# Storage & Replication

# Object Storage & Multi-Node Replication

Netsy is designed to be straightforward to operate. A good litmus test of this is: if any or all Netsy servers in a Cluster are accidentially deleted or restarted, the goal of Netsy is that it won't lose data, auto-scaling can quickly recover the Cluster by starting fresh VMs which auto-recover, and downtime is minimised throughout this process.

To achieve this, Netsy aims to use object storage as the system-of-record. However, doing this comes with a trade-off: latency vs data loss. The goal is to not have data loss, so what can you do to minimise latency? Run multiple Nodes (ideally 3+).

If Netsy has enough Healthy Replicas to meet the configured quorum threshold, the Primary will commit a transaction once those Replicas have confirmed receipt of the data, otherwise it will fallback to synchronous writes to object storage - and Netsy automatically tracks and adjusts the approach based on the Health State of all Nodes in a Cluster to make it straightforward for the operator and to minimise the chance of data loss.

## Object Storage Write Model

Records uploaded to object storage are first stored in Chunk files, and later compacted into Snapshot files (at which point the Chunk files are removed). See [Netsy Data Files](data-files.md) for the file format specification.
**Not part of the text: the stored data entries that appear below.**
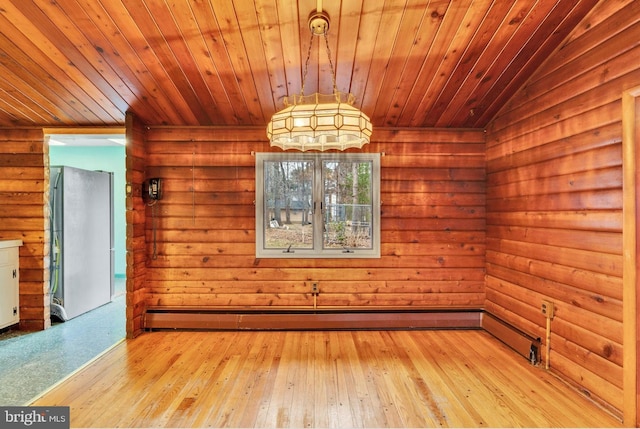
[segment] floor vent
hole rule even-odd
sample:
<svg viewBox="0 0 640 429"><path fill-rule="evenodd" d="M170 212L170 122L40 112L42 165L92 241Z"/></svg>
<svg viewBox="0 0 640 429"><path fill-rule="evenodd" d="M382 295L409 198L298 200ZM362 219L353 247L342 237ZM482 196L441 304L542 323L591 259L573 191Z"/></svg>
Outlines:
<svg viewBox="0 0 640 429"><path fill-rule="evenodd" d="M524 356L533 365L540 362L540 338L534 338L486 312L482 315L482 328Z"/></svg>
<svg viewBox="0 0 640 429"><path fill-rule="evenodd" d="M143 328L203 330L480 329L482 311L229 310L150 307Z"/></svg>

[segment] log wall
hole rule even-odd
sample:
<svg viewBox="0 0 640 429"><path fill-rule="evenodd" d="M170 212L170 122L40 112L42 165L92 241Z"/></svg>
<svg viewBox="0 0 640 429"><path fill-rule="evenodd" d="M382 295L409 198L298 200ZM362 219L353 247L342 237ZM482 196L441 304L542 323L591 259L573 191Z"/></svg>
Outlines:
<svg viewBox="0 0 640 429"><path fill-rule="evenodd" d="M49 153L42 129L0 129L0 240L20 247L20 329L51 326Z"/></svg>
<svg viewBox="0 0 640 429"><path fill-rule="evenodd" d="M615 3L615 4L614 4ZM486 309L545 338L551 369L623 407L621 96L640 3L602 1L487 130Z"/></svg>
<svg viewBox="0 0 640 429"><path fill-rule="evenodd" d="M264 133L149 128L147 177L163 178L164 197L146 210L147 305L312 308L312 281L324 308L483 305L481 130L376 130L365 151L384 152L380 259L256 259Z"/></svg>
<svg viewBox="0 0 640 429"><path fill-rule="evenodd" d="M145 128L131 113L126 116L126 217L127 217L127 321L128 338L142 332L146 303L145 212L142 199L146 177Z"/></svg>

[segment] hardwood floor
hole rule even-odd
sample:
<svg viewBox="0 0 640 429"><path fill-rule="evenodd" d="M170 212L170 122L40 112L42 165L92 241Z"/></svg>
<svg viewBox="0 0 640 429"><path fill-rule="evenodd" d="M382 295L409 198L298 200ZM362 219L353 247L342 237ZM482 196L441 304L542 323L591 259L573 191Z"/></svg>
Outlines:
<svg viewBox="0 0 640 429"><path fill-rule="evenodd" d="M620 427L484 331L153 332L33 405L72 427Z"/></svg>

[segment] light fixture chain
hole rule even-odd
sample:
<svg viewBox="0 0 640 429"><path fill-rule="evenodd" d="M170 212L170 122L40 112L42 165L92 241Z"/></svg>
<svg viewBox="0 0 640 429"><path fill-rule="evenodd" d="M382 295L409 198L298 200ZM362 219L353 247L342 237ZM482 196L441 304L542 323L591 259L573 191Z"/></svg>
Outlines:
<svg viewBox="0 0 640 429"><path fill-rule="evenodd" d="M331 60L331 49L329 48L329 38L327 32L324 32L324 42L327 45L327 57L329 58L329 67L331 67L331 80L333 83L333 93L338 94L338 85L336 84L336 71L333 68L333 61Z"/></svg>
<svg viewBox="0 0 640 429"><path fill-rule="evenodd" d="M316 13L309 15L308 24L311 38L302 72L302 88L299 94L285 97L285 108L274 113L271 117L271 121L267 125L267 137L270 145L283 150L297 149L302 152L307 150L361 149L363 145L370 142L373 127L369 117L353 106L355 97L352 94L338 92L337 64L333 64L331 47L327 37L329 15L322 11L322 0L318 0ZM328 94L321 94L320 88L315 94L304 96L315 36L324 36L327 59L331 68L334 100L327 97ZM321 43L318 41L318 55L322 50ZM318 64L318 73L321 72L321 68ZM320 80L318 76L318 85ZM345 98L343 95L347 97Z"/></svg>
<svg viewBox="0 0 640 429"><path fill-rule="evenodd" d="M300 97L304 97L304 84L307 81L307 72L309 71L309 58L311 58L311 45L313 45L313 32L309 39L309 50L307 51L307 60L304 63L304 73L302 73L302 88L300 89Z"/></svg>

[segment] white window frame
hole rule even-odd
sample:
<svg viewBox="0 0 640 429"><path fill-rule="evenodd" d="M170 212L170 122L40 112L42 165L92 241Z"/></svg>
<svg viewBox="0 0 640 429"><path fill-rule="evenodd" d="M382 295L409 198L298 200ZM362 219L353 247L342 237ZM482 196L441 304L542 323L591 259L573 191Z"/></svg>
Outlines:
<svg viewBox="0 0 640 429"><path fill-rule="evenodd" d="M380 258L380 154L378 153L289 153L289 152L260 152L256 153L256 258ZM322 163L324 161L343 162L371 162L371 248L323 248L323 210L318 210L324 200L322 180ZM285 249L265 249L265 202L264 202L264 163L278 161L313 161L316 170L314 174L313 200L316 209L312 214L314 247Z"/></svg>

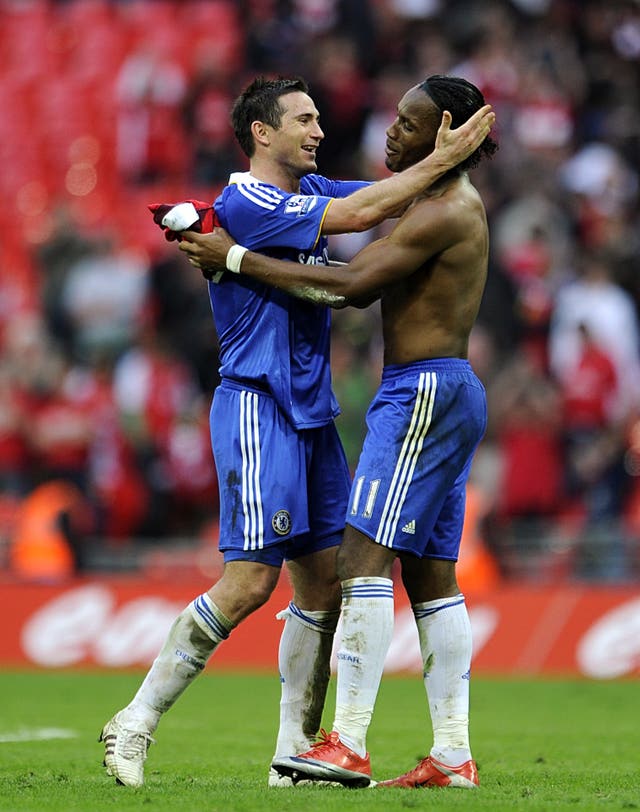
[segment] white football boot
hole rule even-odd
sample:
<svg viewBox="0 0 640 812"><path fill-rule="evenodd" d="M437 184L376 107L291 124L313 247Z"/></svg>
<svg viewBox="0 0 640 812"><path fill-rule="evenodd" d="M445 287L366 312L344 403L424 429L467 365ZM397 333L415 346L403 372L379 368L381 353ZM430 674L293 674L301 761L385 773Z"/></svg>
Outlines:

For asynchronous object storage writes (Quorum Transactions), records are accumulated in a Chunk Buffer in memory before being flushed as a single Chunk File upload. This amortises the cost of object storage writes across multiple records. The Chunk Buffer is flushed when it reaches a size threshold, after a time interval, or immediately when the Primary transitions to `Draining`. If the Chunk Buffer is full and cannot be flushed, the Primary transitions to `Draining`.
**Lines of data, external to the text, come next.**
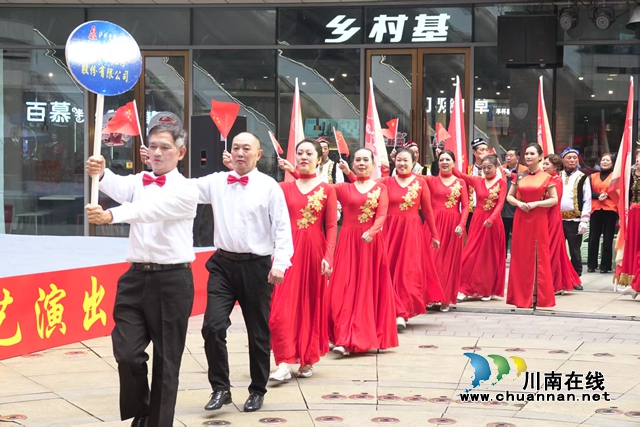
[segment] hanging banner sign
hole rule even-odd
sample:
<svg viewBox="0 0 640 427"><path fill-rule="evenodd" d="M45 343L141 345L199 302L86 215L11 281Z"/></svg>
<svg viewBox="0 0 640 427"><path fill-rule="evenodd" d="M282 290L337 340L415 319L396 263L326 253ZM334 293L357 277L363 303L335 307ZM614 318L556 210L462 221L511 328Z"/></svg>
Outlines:
<svg viewBox="0 0 640 427"><path fill-rule="evenodd" d="M73 30L65 53L73 77L98 95L127 92L142 72L142 56L134 38L107 21L85 22Z"/></svg>
<svg viewBox="0 0 640 427"><path fill-rule="evenodd" d="M155 112L155 114L153 114L151 116L151 120L149 120L149 130L151 130L152 127L154 127L155 125L159 125L159 124L171 124L171 125L177 125L182 127L182 120L180 120L180 117L176 116L175 114L173 114L170 111L158 111Z"/></svg>

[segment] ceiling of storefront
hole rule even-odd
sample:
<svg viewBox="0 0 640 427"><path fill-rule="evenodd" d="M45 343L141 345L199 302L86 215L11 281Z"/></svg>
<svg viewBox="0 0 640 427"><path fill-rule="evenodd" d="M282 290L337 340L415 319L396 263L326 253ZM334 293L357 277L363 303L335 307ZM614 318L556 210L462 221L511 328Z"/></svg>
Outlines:
<svg viewBox="0 0 640 427"><path fill-rule="evenodd" d="M456 4L463 3L501 3L505 0L458 0ZM512 1L512 0L509 0ZM437 4L444 5L450 0L0 0L0 4L85 4L85 5L102 5L102 4L123 4L123 5L139 5L139 4L161 4L161 5L206 5L206 4L232 4L232 5L249 5L249 4L274 4L285 5L291 3L318 4L318 3L385 3L392 5L394 3L420 3L421 5ZM545 3L544 0L520 0L518 3ZM549 1L550 2L550 1Z"/></svg>

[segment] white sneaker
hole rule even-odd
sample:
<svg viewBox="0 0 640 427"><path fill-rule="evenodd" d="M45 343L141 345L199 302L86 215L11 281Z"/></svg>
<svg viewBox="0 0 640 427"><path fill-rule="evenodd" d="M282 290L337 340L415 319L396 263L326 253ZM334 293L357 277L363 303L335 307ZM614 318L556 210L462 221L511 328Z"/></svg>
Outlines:
<svg viewBox="0 0 640 427"><path fill-rule="evenodd" d="M313 369L311 365L304 365L298 369L298 376L302 378L310 378L313 375Z"/></svg>
<svg viewBox="0 0 640 427"><path fill-rule="evenodd" d="M329 343L329 351L333 351L333 349L336 348L335 345L333 345L332 342Z"/></svg>
<svg viewBox="0 0 640 427"><path fill-rule="evenodd" d="M407 322L405 322L402 317L397 317L396 326L398 327L398 330L407 329Z"/></svg>
<svg viewBox="0 0 640 427"><path fill-rule="evenodd" d="M348 356L349 352L341 345L337 345L333 347L332 350L334 353L339 354L340 356Z"/></svg>
<svg viewBox="0 0 640 427"><path fill-rule="evenodd" d="M441 311L442 313L446 313L447 311L449 311L449 304L446 304L446 305L445 305L445 304L443 304L443 305L441 305L441 306L440 306L440 311Z"/></svg>
<svg viewBox="0 0 640 427"><path fill-rule="evenodd" d="M491 301L491 297L482 297L480 298L481 301Z"/></svg>
<svg viewBox="0 0 640 427"><path fill-rule="evenodd" d="M627 286L626 288L624 288L624 290L621 292L621 294L622 295L629 295L633 299L636 299L636 297L638 296L638 292L633 290L633 288L631 286Z"/></svg>
<svg viewBox="0 0 640 427"><path fill-rule="evenodd" d="M289 370L289 365L286 363L281 363L278 365L278 369L273 371L269 378L276 381L285 381L291 379L291 371Z"/></svg>
<svg viewBox="0 0 640 427"><path fill-rule="evenodd" d="M468 297L463 294L462 292L458 292L458 301L464 301L466 300Z"/></svg>

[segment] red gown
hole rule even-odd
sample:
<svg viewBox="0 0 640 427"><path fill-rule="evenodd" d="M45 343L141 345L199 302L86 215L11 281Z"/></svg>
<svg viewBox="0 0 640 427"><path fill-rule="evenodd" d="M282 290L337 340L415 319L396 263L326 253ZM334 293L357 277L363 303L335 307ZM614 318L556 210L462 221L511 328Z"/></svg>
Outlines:
<svg viewBox="0 0 640 427"><path fill-rule="evenodd" d="M406 187L401 187L396 177L382 178L381 182L389 194L389 210L382 230L395 292L396 317L408 320L426 312L425 301L444 298L431 251L424 246L419 209L430 233L436 240L440 238L431 208L431 192L422 178L414 176ZM427 280L425 268L430 272Z"/></svg>
<svg viewBox="0 0 640 427"><path fill-rule="evenodd" d="M525 203L542 200L547 188L554 185L551 175L537 171L518 174L516 198ZM533 307L534 283L537 282L537 306L553 307L551 262L549 259L549 227L547 209L535 208L529 212L516 209L511 239L511 265L507 304L520 308ZM536 280L537 279L537 280Z"/></svg>
<svg viewBox="0 0 640 427"><path fill-rule="evenodd" d="M457 170L454 173L473 187L477 200L467 244L462 250L460 292L471 297L504 296L507 250L501 213L507 183L498 179L487 188L483 177L464 175ZM486 221L491 227L485 227Z"/></svg>
<svg viewBox="0 0 640 427"><path fill-rule="evenodd" d="M367 193L355 184L335 184L342 228L329 280L329 339L351 353L398 346L393 286L380 230L389 198L382 183ZM368 231L373 240L366 243Z"/></svg>
<svg viewBox="0 0 640 427"><path fill-rule="evenodd" d="M616 278L621 286L631 284L634 290L640 289L637 274L638 255L640 255L640 177L631 171L629 182L629 210L627 211L627 232L625 235L622 265L616 266Z"/></svg>
<svg viewBox="0 0 640 427"><path fill-rule="evenodd" d="M467 184L457 178L449 186L440 177L425 176L431 190L431 206L436 218L436 230L440 236L440 249L431 246L431 232L425 225L425 247L430 248L440 286L444 292L443 304L455 304L460 288L460 259L463 237L455 234L457 226L464 230L469 215ZM428 278L425 278L428 280Z"/></svg>
<svg viewBox="0 0 640 427"><path fill-rule="evenodd" d="M556 173L552 176L552 179L556 184L558 200L562 200L562 178ZM573 291L573 287L582 284L582 280L580 280L580 276L571 265L571 260L567 254L560 203L547 209L547 216L549 218L549 255L551 256L553 290L555 292Z"/></svg>
<svg viewBox="0 0 640 427"><path fill-rule="evenodd" d="M338 229L336 193L325 183L307 194L302 194L295 182L280 186L291 218L294 253L292 265L271 299L271 347L278 365L314 365L329 351L324 305L327 276L320 272L323 259L333 265Z"/></svg>

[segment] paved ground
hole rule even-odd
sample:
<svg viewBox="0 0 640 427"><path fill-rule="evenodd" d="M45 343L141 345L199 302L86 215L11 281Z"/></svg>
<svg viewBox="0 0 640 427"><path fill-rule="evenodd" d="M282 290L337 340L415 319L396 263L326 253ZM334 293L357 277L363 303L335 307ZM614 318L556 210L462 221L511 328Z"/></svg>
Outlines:
<svg viewBox="0 0 640 427"><path fill-rule="evenodd" d="M640 304L640 301L637 301ZM210 389L200 336L202 317L190 322L175 426L259 426L281 418L285 426L374 426L373 420L426 426L640 426L640 327L631 320L585 319L532 314L430 312L401 333L400 347L380 354L325 356L309 379L274 385L262 411L241 412L249 383L246 333L233 314L229 333L234 405L207 413ZM528 372L601 372L605 402L459 403L474 369L463 353L518 356ZM522 392L524 378L512 372L498 392ZM495 371L495 366L493 366ZM493 382L497 373L492 374ZM564 379L563 379L564 382ZM118 421L118 378L110 338L43 351L0 362L0 417L23 414L26 426L124 426ZM563 391L566 386L563 386ZM582 391L578 392L581 396ZM329 396L330 398L327 398ZM336 397L337 396L337 397ZM409 399L407 399L409 398ZM429 400L430 399L430 400ZM597 410L605 413L597 413ZM339 417L339 423L321 417ZM329 418L331 420L332 418ZM333 418L335 421L336 418ZM431 424L430 424L431 423ZM495 424L497 423L497 424Z"/></svg>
For synchronous object storage writes (Object Storage Transactions), each record is written as an individual Chunk File upload immediately — the Chunk Buffer is not used.
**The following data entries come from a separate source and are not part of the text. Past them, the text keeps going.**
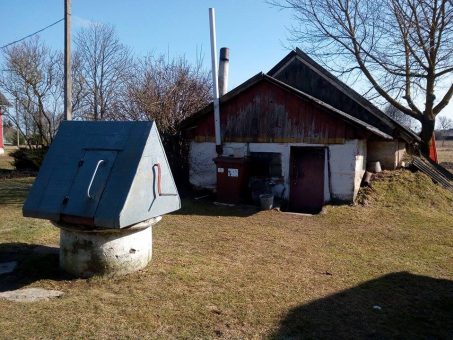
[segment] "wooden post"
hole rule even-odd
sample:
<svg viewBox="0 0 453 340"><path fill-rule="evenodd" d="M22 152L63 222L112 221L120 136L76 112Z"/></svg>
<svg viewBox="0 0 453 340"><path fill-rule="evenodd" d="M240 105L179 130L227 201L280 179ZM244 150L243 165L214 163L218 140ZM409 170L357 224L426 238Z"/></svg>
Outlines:
<svg viewBox="0 0 453 340"><path fill-rule="evenodd" d="M0 107L0 155L5 153L3 146L3 120L2 120L2 108Z"/></svg>
<svg viewBox="0 0 453 340"><path fill-rule="evenodd" d="M14 105L14 111L16 111L16 145L17 145L17 147L19 147L20 146L20 143L19 143L20 134L19 134L19 112L17 111L17 107L18 107L17 98L16 98L16 101L15 101L14 104L15 104Z"/></svg>
<svg viewBox="0 0 453 340"><path fill-rule="evenodd" d="M72 120L71 0L64 4L64 114L65 120Z"/></svg>

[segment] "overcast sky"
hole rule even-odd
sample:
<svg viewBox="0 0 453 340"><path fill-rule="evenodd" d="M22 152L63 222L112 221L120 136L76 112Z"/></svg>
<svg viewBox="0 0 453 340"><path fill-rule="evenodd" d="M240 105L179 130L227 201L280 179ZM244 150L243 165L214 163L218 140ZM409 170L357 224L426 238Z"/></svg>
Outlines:
<svg viewBox="0 0 453 340"><path fill-rule="evenodd" d="M91 22L113 24L136 56L169 53L193 62L201 53L209 69L209 7L216 10L217 47L230 48L230 89L269 71L289 52L291 12L263 0L72 0L72 31ZM61 19L64 1L0 0L0 13L3 46ZM40 37L63 49L63 23ZM453 103L443 114L453 118Z"/></svg>

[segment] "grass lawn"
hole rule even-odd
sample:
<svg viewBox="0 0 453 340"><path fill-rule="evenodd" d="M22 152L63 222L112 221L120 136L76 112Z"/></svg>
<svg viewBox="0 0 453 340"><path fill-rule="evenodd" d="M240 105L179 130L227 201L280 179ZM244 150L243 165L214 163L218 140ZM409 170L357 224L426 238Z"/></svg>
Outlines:
<svg viewBox="0 0 453 340"><path fill-rule="evenodd" d="M0 180L1 338L453 337L453 194L420 173L380 176L363 205L325 214L186 199L154 228L153 260L125 277L58 270L59 231L26 219L32 178Z"/></svg>

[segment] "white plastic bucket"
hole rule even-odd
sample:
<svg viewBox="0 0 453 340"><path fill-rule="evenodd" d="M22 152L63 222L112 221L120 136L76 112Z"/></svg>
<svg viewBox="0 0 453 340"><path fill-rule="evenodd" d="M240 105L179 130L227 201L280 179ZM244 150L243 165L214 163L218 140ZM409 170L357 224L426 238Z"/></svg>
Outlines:
<svg viewBox="0 0 453 340"><path fill-rule="evenodd" d="M260 195L260 204L262 210L271 210L274 206L274 195L262 194Z"/></svg>

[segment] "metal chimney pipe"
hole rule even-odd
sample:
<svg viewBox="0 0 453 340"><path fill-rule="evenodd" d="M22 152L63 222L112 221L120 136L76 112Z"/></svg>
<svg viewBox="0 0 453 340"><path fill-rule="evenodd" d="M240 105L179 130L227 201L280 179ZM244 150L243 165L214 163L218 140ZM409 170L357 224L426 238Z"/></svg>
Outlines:
<svg viewBox="0 0 453 340"><path fill-rule="evenodd" d="M230 68L230 49L222 47L220 49L220 62L219 62L219 94L222 97L228 92L228 75Z"/></svg>
<svg viewBox="0 0 453 340"><path fill-rule="evenodd" d="M215 130L215 144L218 155L222 152L222 138L220 134L220 105L219 105L219 83L217 76L217 45L216 45L216 32L215 32L215 10L209 8L209 26L211 32L211 61L212 61L212 94L214 99L214 130Z"/></svg>
<svg viewBox="0 0 453 340"><path fill-rule="evenodd" d="M71 0L64 3L64 119L72 120Z"/></svg>

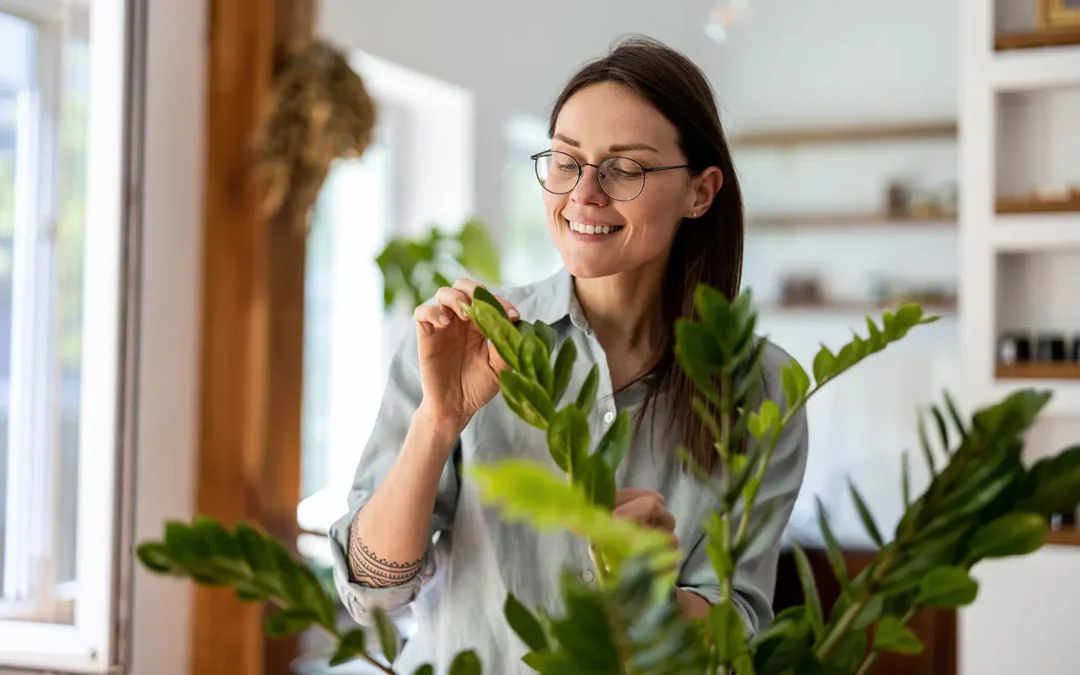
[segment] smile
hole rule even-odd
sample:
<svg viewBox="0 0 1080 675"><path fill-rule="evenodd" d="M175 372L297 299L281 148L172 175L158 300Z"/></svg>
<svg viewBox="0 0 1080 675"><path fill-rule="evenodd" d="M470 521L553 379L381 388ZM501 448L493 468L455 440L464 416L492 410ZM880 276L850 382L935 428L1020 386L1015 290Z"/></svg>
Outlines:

## The Lifecycle of Transactions

To keep the implementation logic simple, during a transaction, there are two code paths which can be followed.

1. Object Storage Transactions - where the Primary commits a transaction once the Record has been flushed/written to object storage. Also known as __synchronous__ object storage writes.

2. Quorum Transactions - where the Primary commits a transaction once the configured quorum threshold of Replicas have receipted the transaction themselves. Also known as __asynchronous__ object storage writes.

To determine which to follow for any given transaction, the Netsy Primary keeps track of all Nodes, and only follows path 2 for Quorum Transactions when there are enough healthy Replicas to meet the configured quorum threshold (see [Quorum Configuration](#quorum-configuration)).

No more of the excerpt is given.